While a private entity is not, as a general matter, subject to the same constitutional duties or restrictions as public entities, imposition of a vaccine mandate without exception may still give rise to some legal liability.
The anti-discrimination laws described above, including Title II, Title VII, the ADA, and the WVHRA, would still apply to both a private vaccine mandate and a request for a passport in a private business subject to these statutes. Thus, at a minimum, even private employers need to provide exceptions for religious-and disability-based objections for their employees.
In short, state and federal law may prevent private entities from imposing a blanket employee vaccination mandate.
To the extent that, as discussed above, state law does not expressly limit private entities from imposing vaccine-related initiatives, we believe this area is one ripe for legislative action— at a minimum, to provide for express religious or health exceptions to any such mandate. As a general matter, the West Virginia Constitution would not prevent the Legislature from banning both vaccine mandates (imposed by public or private entities) and vaccine mandates (imposed by the same). Even a broad ban—such as an amendment to the WVHRA like the Montana law— would not give rise to significant constitutional concerns, although it would impact the traditional framework for analyzing current anti-discrimination laws.

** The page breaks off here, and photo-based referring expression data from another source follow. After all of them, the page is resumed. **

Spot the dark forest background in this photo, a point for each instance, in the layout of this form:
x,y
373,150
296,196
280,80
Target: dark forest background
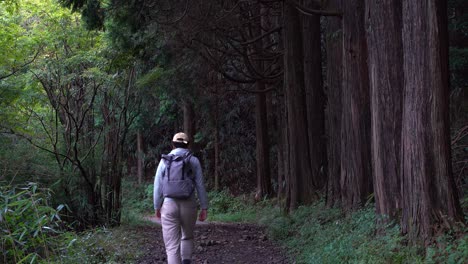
x,y
350,102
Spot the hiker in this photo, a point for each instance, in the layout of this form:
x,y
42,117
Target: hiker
x,y
174,199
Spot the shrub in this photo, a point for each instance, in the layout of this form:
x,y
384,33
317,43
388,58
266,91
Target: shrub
x,y
30,228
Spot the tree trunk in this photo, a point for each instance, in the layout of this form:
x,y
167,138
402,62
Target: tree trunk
x,y
315,97
261,121
140,157
300,186
429,193
263,152
385,49
216,142
356,179
189,121
334,47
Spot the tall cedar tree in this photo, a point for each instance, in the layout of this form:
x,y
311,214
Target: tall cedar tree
x,y
315,97
356,179
299,182
385,51
334,47
428,189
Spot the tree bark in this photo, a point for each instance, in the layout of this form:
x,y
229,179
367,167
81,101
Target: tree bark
x,y
300,186
315,97
140,154
429,193
216,142
385,49
263,152
334,47
356,179
189,121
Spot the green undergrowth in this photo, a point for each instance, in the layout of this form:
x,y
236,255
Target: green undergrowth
x,y
318,234
101,245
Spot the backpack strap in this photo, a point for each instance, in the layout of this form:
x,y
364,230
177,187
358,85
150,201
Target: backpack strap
x,y
169,158
187,158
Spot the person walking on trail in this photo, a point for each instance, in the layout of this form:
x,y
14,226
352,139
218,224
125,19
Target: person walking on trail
x,y
178,175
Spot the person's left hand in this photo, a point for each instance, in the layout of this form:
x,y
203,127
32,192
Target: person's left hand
x,y
158,213
203,215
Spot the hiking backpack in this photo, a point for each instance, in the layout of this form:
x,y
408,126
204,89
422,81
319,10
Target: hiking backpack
x,y
177,180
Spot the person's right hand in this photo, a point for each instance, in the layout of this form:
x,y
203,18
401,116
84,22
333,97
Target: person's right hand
x,y
203,215
158,213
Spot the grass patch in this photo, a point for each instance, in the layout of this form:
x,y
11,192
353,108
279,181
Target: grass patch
x,y
102,245
317,234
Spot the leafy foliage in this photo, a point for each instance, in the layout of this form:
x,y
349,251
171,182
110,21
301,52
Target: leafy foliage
x,y
30,228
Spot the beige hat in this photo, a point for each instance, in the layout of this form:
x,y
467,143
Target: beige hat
x,y
181,138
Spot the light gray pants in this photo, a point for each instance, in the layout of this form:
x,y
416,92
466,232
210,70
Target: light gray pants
x,y
178,218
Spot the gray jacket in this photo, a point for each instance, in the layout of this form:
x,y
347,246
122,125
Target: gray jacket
x,y
198,181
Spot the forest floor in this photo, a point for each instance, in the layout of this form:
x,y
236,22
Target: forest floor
x,y
216,243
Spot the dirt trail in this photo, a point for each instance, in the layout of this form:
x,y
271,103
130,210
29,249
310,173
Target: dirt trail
x,y
218,243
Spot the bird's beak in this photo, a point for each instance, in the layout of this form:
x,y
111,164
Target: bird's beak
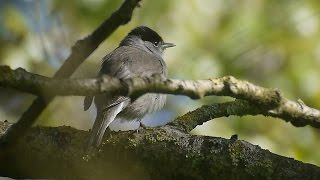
x,y
167,45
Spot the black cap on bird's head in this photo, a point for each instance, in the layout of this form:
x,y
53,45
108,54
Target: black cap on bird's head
x,y
149,35
146,34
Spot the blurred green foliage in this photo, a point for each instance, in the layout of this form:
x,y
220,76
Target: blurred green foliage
x,y
270,43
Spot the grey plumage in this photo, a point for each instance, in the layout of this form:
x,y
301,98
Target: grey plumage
x,y
139,54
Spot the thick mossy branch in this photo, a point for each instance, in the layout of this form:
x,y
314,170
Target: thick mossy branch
x,y
257,100
153,153
293,112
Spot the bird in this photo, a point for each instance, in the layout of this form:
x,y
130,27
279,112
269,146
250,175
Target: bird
x,y
139,54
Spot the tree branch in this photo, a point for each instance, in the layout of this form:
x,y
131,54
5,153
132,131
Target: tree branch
x,y
153,153
258,100
82,49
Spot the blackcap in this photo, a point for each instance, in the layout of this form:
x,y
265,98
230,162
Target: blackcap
x,y
139,54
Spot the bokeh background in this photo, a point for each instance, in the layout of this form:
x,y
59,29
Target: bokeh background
x,y
268,42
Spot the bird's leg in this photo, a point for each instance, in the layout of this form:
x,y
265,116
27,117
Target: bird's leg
x,y
141,126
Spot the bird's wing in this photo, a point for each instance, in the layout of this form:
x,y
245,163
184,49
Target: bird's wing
x,y
103,119
124,62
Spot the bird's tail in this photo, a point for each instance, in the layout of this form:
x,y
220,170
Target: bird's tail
x,y
103,120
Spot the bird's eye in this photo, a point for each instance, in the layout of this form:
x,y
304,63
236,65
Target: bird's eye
x,y
156,43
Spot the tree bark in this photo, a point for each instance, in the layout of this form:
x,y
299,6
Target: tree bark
x,y
152,153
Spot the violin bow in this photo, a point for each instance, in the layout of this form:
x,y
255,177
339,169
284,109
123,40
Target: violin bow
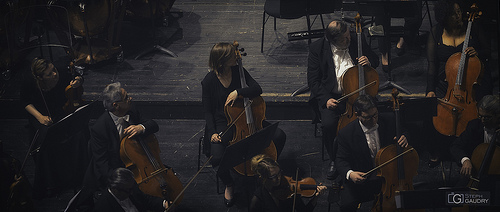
x,y
190,181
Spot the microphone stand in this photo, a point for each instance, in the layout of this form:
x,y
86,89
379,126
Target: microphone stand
x,y
155,46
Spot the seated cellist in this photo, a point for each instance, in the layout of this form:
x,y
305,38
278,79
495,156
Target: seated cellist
x,y
43,98
359,143
120,119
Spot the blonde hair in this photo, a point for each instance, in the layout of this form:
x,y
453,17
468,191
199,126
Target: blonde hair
x,y
261,164
38,66
219,55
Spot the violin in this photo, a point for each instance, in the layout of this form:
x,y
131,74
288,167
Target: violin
x,y
142,157
458,107
355,78
486,160
397,176
73,95
255,111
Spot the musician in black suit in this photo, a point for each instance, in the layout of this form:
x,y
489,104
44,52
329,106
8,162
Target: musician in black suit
x,y
123,194
329,58
119,120
358,144
478,131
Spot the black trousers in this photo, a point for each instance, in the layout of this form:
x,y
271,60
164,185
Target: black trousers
x,y
217,149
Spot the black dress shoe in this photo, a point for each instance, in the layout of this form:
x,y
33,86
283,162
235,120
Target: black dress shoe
x,y
332,172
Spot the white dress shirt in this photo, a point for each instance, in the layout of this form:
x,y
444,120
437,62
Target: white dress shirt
x,y
373,141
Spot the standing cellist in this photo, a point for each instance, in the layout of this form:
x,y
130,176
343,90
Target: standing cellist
x,y
221,87
446,39
329,57
358,144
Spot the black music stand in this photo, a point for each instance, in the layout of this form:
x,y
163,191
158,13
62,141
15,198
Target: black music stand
x,y
66,126
248,147
155,39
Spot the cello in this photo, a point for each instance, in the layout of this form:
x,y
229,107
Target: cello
x,y
397,176
354,78
458,106
255,111
142,157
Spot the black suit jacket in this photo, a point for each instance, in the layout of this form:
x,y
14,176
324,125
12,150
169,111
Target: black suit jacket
x,y
104,146
353,151
465,144
143,202
321,76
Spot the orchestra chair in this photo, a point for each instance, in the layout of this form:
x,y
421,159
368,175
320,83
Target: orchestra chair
x,y
204,148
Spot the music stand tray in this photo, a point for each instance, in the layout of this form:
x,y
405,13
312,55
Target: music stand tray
x,y
248,147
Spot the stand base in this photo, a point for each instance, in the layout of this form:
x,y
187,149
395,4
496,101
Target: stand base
x,y
390,84
153,48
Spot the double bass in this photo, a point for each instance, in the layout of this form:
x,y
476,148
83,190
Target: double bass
x,y
458,106
485,161
398,167
142,157
251,122
357,77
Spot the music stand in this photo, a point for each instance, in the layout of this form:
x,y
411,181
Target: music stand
x,y
248,147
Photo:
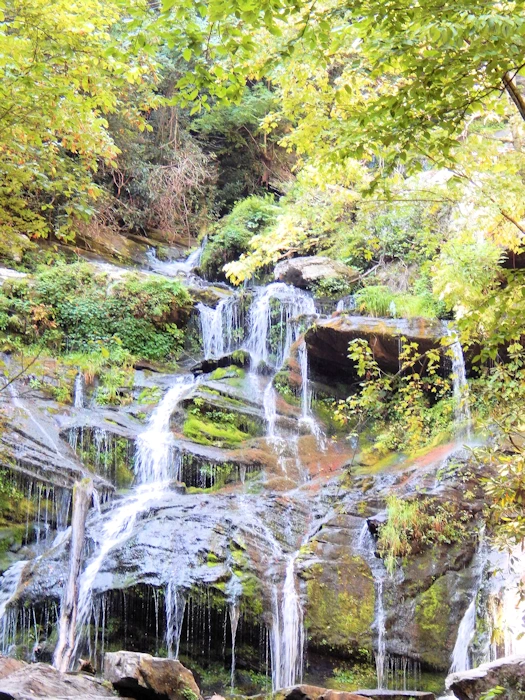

While we believe that such a restriction or model could be defended, we acknowledge that a federal court in Florida has enjoined enforcement of that State's vaccine-passport bans, reasoning that they violate the First Amendment and substantially burden interstate commerce. See Norwegian Cruise Line Holdings, Ltd. v. Rivkees (S.D. Fla. Aug. 8, 2021). Among other things, the court did not believe that Florida had identified any compelling state interest that the law advanced. The court thought the law (1) did not protect medical privacy in any provable way; (2) did not stop other ways to invade a patron's privacy, like simply asking about vaccine status orally; (3) did not prohibit private entities from discriminating against unvaccinated people; and (4) did not regulate employers. But in contrast to the view of the Florida court, West Virginia's interest in preserving the liberty of its citizens is real. A conscientious Legislature can address these under-and over-inclusiveness issues addressed in the Florida district court's opinions through careful drafting.
There should be no reason for hesitation in passing a ban on vaccine mandates or passport requirements or, at a minimum, requiring religious or medical exemptions in such requirements.